Conservation fund estimates that about 300 cubs are stolen from the region each year, with illegal pet markets in the Middle East the likely destination
The thirst for pet cheetahs in the Arabian Gulf has helped drive poaching in the Horn of Africa to what conservationists have called “epidemic” levels.
The Cheetah Conservation Fund, which is based in east Africa, has recovered 10 cats from the hands of poachers in the last six weeks, which is much higher than in previous months.
The cheetahs were taken to a purpose built temporary shelter in Hargeisa, Somaliland, where they are being cared for alongside 13 others. It is suspected that the cheetahs were stolen from Ethiopia, northern Kenya and Somalia.
“The 10 young cheetah cubs we recovered were being held in horrific conditions,” said Dr Laurie Marker, CCF’s founder and executive director.
“Four were found in Hargeisa in a cardboard box. Two others were discovered in Erigavo, a remote region of Somaliland, tied together and secured to the ground with ropes around their necks.
“Our facilities are bursting at the seams and now we are bracing ourselves for what may come next.”
Three other cubs were found in a yellow plastic bin, with no food or water, and very little oxygen after a tip-off and another was intercepted in Aynabo, Somaliland. It was found “tethered to the bed of a pickup lorry, full of fleas and very scared,” said Dr Marker.
She estimates that about 300 cubs are stolen from the region each year, with illegal pet markets in the Middle East the likely destination.
Dr Marker said that the growing cheetah poaching crisis in the Horn of Africa is becoming “an epidemic”.
Cheetahs are fragile animals and unsuitable as pets so they tend to only survive for a few months when held in illegal private collections. Because of their short lifespan, the demand for new cheetahs is constant.
The CCF has been tracking incidents of cheetah smuggling since 2005, assisting authorities with confiscations whenever possible. Hundreds of incidents have been recorded, involving more than 1,500 cheetahs or cheetah parts.
Less than 20 per cent are known to have survived after they were found and more than 30 per cent have been confirmed dead.
Once found, the cubs are taken to CCF’s cheetah facility where they are given food, medication and care by a team of volunteer vets and dedicated animal caregivers.

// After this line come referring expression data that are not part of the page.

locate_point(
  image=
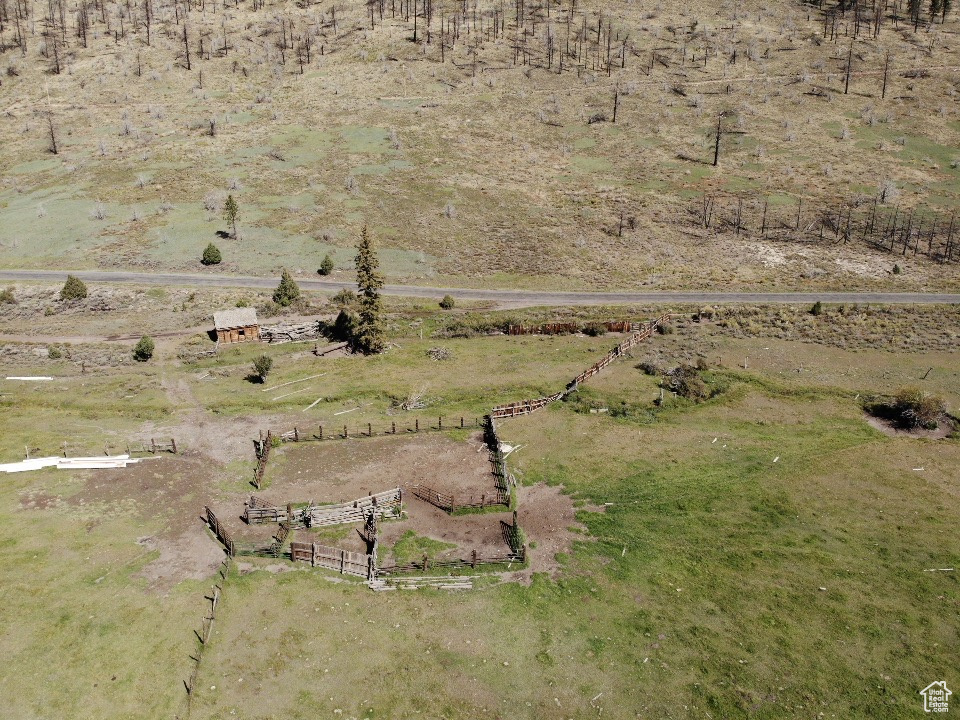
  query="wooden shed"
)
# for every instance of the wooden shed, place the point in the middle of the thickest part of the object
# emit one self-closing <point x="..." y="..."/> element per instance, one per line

But the sanctuary is struggling to keep up with demand and is in need of support to continue helping to protect the species. Its monthly running costs have spiralled to about US$10,000 (Dh36,700).

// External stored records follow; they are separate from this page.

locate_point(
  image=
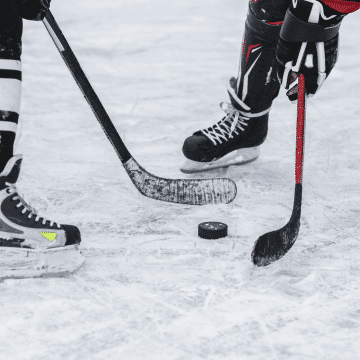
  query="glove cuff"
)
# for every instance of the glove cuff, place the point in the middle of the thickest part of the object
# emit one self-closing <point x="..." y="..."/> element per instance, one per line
<point x="295" y="30"/>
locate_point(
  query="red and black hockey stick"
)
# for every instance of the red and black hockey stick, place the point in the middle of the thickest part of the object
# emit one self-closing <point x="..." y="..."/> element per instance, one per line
<point x="181" y="191"/>
<point x="275" y="244"/>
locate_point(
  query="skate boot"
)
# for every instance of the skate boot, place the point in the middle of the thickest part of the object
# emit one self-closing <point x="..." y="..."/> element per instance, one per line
<point x="234" y="140"/>
<point x="31" y="244"/>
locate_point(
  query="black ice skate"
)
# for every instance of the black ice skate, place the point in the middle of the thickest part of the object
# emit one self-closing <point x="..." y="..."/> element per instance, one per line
<point x="234" y="140"/>
<point x="32" y="244"/>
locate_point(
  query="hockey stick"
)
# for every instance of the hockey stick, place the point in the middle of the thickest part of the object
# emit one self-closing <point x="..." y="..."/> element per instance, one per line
<point x="181" y="191"/>
<point x="275" y="244"/>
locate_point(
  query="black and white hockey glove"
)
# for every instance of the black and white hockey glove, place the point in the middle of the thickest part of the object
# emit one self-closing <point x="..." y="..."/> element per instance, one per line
<point x="308" y="44"/>
<point x="34" y="9"/>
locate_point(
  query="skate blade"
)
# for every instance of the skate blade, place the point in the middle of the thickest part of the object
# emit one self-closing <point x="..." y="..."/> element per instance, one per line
<point x="236" y="157"/>
<point x="25" y="263"/>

Most of the trade in live cheetahs occurs between east Africa and the Arabian Peninsula, where cheetahs are popular pets across the Gulf States and are regularly spotted for sale via social media in the UAE.

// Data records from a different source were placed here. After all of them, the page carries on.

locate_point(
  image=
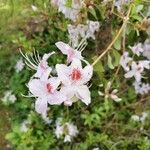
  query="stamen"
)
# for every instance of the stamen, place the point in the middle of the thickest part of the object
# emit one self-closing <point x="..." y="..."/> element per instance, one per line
<point x="76" y="74"/>
<point x="49" y="88"/>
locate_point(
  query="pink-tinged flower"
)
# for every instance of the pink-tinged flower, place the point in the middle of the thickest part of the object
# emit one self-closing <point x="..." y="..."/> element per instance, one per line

The Ministry of Climate Change and Environment said the UAE is strongly committed to tightening controls on the movement and trade of endangered species through its airports, roads and seaports.
In addition to setting a solid legislative foundation, the ministry said the UAE has taken concrete steps to curb the illicit trafficking of wildlife species.
The CCF has been operating a cheetah safe house since 2017 to assist the Somaliland’s Ministry of Environment and Rural Development and its wildlife officers as they intercept stolen cubs. They are smuggled through Somaliland to ports and then into Yemen and elsewhere.
In September, two cheetah smugglers were prosecuted in Somaliland – it was the first wildlife-related criminal conviction in the country.
“We estimate that the number of cubs poached from the Horn of Africa each year is around 300,” said Dr Marker.
“We need help to end this crisis before it is too late. At this rate, wild cheetahs will soon become extinct in these locations.”
Cheetahs are categorised as vulnerable under the International Union for Conservation of Nature – one step below “endangered”. Fewer than 7,000 are thought to exist in the wild.